曲越溪接着話茬說:“可我們是去找正陽派要他們派的鎮派至寶的,你覺得我們提出那個請求後,他們還能讓我們住下?”
“你覺得他們不會把幽香绮羅給我們?”
“當然不會給。”
曲越溪覺得這是根本沒有懸念的事情啊!那幽香绮羅既然是正陽派的至寶,一直都藏着掖着不讓人知道,怎麽可能會因為他們幾句話就交到他們手裏?
怕是根本都不會承認那株幽香绮羅的存在吧!
曲越溪輕輕嘆息一聲,閉目養神,既然走不掉,那就只能在這裏等着樓景陽找上門來了。
他暗自深呼吸了下,努力平複着自己緊張的心情,雖然早就知道劇情走向,但一想到自己要被折辱一番,還是有些緊張的,畢竟那些疼痛都得他自己忍着。
媽的,智障系統,我要不是為了回家,我才不要忍這些疼痛呢!從小到大,我爸媽都沒有這麽打過我!
唉……
算了算了,完成任務再說,我忍!
水牢裏沉默了幾分鐘後,顧遙山再次開口,他說:“師尊說了,要是正陽派不把幽香绮羅交出來,就讓我去搶,必須要搶到手,否則就要把我趕出師門。
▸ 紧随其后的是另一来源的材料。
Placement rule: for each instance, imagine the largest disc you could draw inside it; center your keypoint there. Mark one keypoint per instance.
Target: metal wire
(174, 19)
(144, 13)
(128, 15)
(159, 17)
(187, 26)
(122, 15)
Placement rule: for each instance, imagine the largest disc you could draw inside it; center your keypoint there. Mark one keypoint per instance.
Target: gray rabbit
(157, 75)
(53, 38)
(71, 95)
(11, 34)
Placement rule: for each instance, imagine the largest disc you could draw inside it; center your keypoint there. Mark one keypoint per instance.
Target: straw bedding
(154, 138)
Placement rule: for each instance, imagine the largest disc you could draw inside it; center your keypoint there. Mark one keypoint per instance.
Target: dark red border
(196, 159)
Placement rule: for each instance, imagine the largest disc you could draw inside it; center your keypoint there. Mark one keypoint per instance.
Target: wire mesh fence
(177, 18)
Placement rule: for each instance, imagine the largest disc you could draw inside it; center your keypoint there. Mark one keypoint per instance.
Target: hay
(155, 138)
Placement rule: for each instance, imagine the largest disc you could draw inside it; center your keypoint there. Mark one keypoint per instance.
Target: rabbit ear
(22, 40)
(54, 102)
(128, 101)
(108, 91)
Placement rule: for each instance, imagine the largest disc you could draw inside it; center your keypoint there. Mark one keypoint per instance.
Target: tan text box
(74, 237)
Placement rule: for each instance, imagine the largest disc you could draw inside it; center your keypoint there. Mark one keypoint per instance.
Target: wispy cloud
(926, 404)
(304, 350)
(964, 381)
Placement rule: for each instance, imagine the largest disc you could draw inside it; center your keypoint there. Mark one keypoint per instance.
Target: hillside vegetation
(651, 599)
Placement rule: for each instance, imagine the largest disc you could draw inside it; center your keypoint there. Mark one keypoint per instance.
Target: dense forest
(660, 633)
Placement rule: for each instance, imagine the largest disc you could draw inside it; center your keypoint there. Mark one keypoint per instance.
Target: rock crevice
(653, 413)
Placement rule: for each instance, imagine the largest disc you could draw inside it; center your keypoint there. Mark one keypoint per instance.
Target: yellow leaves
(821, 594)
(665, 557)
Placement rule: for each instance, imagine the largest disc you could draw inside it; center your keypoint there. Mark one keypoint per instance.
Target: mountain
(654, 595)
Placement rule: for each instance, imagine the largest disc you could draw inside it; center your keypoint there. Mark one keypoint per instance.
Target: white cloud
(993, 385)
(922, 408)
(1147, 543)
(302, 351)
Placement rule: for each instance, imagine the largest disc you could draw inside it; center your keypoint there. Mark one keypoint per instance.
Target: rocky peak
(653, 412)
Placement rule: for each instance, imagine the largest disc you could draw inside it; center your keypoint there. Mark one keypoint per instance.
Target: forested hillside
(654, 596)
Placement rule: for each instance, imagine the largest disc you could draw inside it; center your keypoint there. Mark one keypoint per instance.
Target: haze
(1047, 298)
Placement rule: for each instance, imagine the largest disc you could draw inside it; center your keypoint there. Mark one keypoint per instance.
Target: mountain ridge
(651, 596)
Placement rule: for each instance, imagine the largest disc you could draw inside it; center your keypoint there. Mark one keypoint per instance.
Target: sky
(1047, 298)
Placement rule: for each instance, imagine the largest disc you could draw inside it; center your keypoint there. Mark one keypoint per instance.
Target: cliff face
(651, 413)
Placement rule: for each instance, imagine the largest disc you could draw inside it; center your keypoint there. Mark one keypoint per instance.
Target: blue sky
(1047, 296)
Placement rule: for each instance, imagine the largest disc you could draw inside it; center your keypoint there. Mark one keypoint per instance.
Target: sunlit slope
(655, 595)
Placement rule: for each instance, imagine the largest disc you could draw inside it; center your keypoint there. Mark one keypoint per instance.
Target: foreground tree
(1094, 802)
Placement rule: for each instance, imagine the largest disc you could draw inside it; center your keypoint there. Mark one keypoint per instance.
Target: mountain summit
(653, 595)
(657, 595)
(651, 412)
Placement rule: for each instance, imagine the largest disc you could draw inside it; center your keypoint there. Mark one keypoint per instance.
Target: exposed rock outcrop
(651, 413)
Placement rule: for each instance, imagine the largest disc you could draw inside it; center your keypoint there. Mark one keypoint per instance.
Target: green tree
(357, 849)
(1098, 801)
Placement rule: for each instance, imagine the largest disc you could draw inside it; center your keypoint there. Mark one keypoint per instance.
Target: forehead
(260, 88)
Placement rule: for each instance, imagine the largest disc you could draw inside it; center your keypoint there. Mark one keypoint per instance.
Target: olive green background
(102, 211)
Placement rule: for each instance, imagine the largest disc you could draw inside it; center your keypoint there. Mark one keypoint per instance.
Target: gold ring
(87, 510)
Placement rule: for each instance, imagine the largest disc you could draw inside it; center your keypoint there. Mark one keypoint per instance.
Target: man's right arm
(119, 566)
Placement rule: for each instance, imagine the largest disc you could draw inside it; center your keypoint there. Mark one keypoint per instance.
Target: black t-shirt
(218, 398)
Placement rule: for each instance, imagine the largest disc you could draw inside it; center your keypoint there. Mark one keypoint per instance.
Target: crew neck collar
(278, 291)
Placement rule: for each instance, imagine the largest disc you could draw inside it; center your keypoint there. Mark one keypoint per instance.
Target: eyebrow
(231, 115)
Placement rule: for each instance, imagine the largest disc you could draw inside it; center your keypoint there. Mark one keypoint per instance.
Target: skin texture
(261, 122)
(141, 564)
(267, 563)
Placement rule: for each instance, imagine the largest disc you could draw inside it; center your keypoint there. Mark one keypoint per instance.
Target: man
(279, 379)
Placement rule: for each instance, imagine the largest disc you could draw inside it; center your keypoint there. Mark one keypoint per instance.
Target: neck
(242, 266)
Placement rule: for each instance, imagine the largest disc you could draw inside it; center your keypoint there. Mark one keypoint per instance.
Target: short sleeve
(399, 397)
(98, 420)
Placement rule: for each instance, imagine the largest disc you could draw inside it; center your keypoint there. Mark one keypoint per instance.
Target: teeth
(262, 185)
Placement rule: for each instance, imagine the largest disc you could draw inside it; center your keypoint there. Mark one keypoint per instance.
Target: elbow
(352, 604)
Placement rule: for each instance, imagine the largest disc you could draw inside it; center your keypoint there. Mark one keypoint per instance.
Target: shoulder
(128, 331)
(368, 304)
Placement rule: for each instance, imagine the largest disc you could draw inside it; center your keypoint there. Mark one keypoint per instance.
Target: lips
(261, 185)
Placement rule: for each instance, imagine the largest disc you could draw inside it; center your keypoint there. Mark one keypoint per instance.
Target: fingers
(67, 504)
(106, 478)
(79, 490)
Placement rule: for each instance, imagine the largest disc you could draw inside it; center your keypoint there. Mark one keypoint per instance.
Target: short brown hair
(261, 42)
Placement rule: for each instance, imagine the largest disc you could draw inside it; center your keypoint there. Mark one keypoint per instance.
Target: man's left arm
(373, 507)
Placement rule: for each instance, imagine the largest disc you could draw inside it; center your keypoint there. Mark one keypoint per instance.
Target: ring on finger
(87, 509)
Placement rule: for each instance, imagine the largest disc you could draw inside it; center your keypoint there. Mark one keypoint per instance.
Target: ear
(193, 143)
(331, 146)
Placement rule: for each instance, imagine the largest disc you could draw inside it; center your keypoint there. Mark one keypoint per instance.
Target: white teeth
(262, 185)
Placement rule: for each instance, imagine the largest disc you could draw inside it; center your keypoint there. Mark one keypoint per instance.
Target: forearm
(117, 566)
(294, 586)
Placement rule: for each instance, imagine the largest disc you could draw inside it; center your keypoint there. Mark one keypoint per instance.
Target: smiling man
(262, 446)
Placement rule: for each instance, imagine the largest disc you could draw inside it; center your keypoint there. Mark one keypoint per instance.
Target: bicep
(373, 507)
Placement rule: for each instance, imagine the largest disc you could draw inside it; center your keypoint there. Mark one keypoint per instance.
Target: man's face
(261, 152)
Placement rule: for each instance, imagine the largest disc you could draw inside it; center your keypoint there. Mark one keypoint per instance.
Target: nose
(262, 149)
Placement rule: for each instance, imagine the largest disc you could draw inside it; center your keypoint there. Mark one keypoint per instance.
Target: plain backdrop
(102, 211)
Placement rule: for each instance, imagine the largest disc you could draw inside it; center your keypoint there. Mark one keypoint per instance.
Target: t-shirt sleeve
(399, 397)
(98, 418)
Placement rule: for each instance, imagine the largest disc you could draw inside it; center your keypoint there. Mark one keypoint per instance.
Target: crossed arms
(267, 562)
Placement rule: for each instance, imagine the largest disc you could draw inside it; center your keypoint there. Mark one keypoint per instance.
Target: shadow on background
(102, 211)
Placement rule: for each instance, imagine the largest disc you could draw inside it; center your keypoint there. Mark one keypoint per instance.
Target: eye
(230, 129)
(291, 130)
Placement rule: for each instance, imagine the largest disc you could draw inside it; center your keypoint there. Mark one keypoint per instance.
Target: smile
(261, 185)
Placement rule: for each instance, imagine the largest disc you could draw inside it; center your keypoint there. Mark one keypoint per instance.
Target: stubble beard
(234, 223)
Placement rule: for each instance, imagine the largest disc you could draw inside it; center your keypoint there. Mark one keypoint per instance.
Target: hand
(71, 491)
”
曲越溪睜開眼,兩眼詫異的看向顧遙山,他眼神真摯,半點都不像是開玩笑。
不是,這話要是顧遙山自己說出來的,他覺得那其實還正常,但這話是冷開玉說的就……
曲越溪實在是想象不到冷開玉說這番類似無賴話的畫面是怎麽樣的,堂堂滄華峰的峰主啊,搶東西真的合适嗎?!搶的還是正陽派這種名門正派的!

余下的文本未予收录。